Answers are provided weekly from our specialist consultants at Spire Gatwick Park Hospital, Surrey. If it’s a long-standing illness or simply a worry which you would like to get off your mind then we would like to help. This weeks question is answered by Mr Kemal Bevan, consultant ENT surgeon.
This question appeared in The Crawley Observer on 19 December 2012, to readers across Surrey and Sussex. The question and answer is below, as it appeared in the newspaper.
“Hi Spire, my 6 year is having hearing problems, she is not concentrating at school as she is complaining that she can’t hear. She is having bad earaches and is in a lot of pain. This has been going on for 2 and half months now, I have been to see my GP and they asked that I keep monitoring it for a few more weeks. However it’s getting to the point where I can’t bear to see her in any pain. Can you help? What is the problem with her hearing? Is there a treatment for this”? Thanks. Kate, Three Bridges
"Dear Reader, I am sorry to hear that your 6 year old daughter has a combination of hearing loss as well as earache. Commonest cause of hearing loss in children is due to formation of effusion in the middle ear, known as glue ear. This condition on its own without accompanying infection can be silent; hence it can present with delayed speech development, or having a hearing issue picked up by a teacher or a nursery nurse.
Other times a frustrated child unable to hear can be branded as having behavioural problem. In superadded infective form there is raised temperature and quite a severe pain unless there is perforation of the eardrum to release pressure. Taking an antibiotic in its acute painful stage along with pain killers plus minus nasal decongestant if there is associated cold and congestion tends to help. However should the hearing loss continue due to the presence of glue ear or earaches recurring it is advisable to be in touch with your GP.

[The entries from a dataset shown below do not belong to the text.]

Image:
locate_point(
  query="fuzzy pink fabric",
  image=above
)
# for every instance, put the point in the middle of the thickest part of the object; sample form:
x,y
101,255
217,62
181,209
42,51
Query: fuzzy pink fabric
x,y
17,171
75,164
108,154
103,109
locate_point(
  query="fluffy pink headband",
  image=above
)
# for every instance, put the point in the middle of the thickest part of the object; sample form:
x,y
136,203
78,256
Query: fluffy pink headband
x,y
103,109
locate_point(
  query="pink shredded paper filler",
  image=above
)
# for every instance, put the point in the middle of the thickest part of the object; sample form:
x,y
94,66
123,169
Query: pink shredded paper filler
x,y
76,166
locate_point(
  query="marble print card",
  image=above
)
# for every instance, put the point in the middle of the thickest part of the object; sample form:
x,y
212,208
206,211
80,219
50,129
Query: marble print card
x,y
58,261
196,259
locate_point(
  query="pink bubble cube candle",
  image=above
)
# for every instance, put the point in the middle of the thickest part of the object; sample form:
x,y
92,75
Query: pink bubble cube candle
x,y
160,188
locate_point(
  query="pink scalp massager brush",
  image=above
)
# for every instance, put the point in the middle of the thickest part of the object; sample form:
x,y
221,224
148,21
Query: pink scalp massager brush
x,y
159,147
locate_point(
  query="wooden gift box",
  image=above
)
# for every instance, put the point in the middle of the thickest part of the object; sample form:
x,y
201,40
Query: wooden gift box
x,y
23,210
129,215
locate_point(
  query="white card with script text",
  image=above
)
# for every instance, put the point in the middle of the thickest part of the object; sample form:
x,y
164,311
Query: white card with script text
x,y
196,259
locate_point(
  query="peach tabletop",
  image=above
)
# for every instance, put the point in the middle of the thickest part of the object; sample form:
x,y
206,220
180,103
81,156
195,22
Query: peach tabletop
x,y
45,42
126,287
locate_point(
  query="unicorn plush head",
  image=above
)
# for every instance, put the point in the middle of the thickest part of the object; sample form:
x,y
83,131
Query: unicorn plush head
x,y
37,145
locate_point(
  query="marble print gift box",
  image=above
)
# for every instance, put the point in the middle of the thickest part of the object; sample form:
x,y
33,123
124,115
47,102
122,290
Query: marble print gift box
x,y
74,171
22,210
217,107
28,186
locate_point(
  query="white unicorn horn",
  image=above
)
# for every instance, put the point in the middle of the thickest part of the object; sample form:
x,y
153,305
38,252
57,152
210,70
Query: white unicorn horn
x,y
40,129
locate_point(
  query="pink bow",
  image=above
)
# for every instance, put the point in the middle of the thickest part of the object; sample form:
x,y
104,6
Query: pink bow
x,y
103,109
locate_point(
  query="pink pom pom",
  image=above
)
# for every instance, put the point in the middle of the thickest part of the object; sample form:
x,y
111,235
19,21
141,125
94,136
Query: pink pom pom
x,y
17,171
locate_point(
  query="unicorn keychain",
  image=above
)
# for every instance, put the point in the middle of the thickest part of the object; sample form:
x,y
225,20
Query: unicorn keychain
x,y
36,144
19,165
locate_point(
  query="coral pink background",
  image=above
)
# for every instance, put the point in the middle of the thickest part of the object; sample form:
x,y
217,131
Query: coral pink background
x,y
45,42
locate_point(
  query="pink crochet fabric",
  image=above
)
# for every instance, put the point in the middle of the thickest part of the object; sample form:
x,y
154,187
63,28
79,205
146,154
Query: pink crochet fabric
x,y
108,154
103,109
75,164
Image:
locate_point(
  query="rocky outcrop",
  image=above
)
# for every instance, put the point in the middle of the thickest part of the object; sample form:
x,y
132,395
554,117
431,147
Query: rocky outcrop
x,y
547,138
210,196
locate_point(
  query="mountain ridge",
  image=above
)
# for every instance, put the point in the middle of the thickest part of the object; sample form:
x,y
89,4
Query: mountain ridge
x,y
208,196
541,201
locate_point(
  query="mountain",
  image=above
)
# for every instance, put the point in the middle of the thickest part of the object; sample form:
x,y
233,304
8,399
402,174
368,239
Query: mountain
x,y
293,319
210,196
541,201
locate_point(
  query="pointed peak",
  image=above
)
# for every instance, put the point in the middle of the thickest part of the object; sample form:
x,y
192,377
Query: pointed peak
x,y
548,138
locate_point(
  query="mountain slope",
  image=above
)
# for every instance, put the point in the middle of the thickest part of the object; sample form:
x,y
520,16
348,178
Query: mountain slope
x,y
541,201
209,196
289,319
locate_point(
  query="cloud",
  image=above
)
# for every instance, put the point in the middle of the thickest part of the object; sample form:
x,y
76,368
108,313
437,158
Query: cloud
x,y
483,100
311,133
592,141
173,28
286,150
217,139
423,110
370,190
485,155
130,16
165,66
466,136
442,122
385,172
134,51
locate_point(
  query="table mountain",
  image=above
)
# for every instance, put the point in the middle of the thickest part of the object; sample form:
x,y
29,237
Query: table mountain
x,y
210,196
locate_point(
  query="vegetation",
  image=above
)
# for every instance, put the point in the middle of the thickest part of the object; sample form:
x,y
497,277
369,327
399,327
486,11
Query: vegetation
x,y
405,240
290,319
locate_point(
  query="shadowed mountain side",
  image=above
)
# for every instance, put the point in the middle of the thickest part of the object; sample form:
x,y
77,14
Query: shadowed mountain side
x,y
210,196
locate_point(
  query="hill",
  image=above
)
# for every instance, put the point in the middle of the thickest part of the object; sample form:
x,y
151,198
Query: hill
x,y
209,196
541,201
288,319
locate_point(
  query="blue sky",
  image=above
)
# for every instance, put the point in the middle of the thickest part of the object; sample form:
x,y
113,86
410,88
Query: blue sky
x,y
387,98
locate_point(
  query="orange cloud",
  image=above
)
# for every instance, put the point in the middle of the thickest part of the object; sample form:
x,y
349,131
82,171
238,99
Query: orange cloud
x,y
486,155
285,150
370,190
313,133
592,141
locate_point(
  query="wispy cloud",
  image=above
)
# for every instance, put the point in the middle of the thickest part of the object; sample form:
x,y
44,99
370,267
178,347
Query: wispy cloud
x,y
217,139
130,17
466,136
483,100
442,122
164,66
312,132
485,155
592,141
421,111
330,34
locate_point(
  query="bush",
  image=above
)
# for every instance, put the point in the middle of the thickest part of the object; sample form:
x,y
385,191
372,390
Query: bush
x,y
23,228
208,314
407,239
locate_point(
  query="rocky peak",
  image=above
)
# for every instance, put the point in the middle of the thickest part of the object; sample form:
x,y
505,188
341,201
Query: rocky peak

A consultation by an ENT surgeon will pave the way not only ensuring paediatric audiological assessment but also consideration whether your daughter require insertion of ventilating tubes, known as grommets until there is satisfactory function of the Eustachian tubes that meant to be ventilating the ears. The grommets are usually extruded any time between 6 months to a year or so. On few occasions removal is required. Swimming is usually allowed though use of a headband and earplugs recommended. Each child needs to have a full assessment to include whether there is associated enlarged adenoid tissue or contribution by tonsillar tissue to repeat infections. One should also be aware that the condition could be self-limiting and spontaneous resolution can occur. Hence a period of monitoring may be required depending on the severity and length of symptoms present."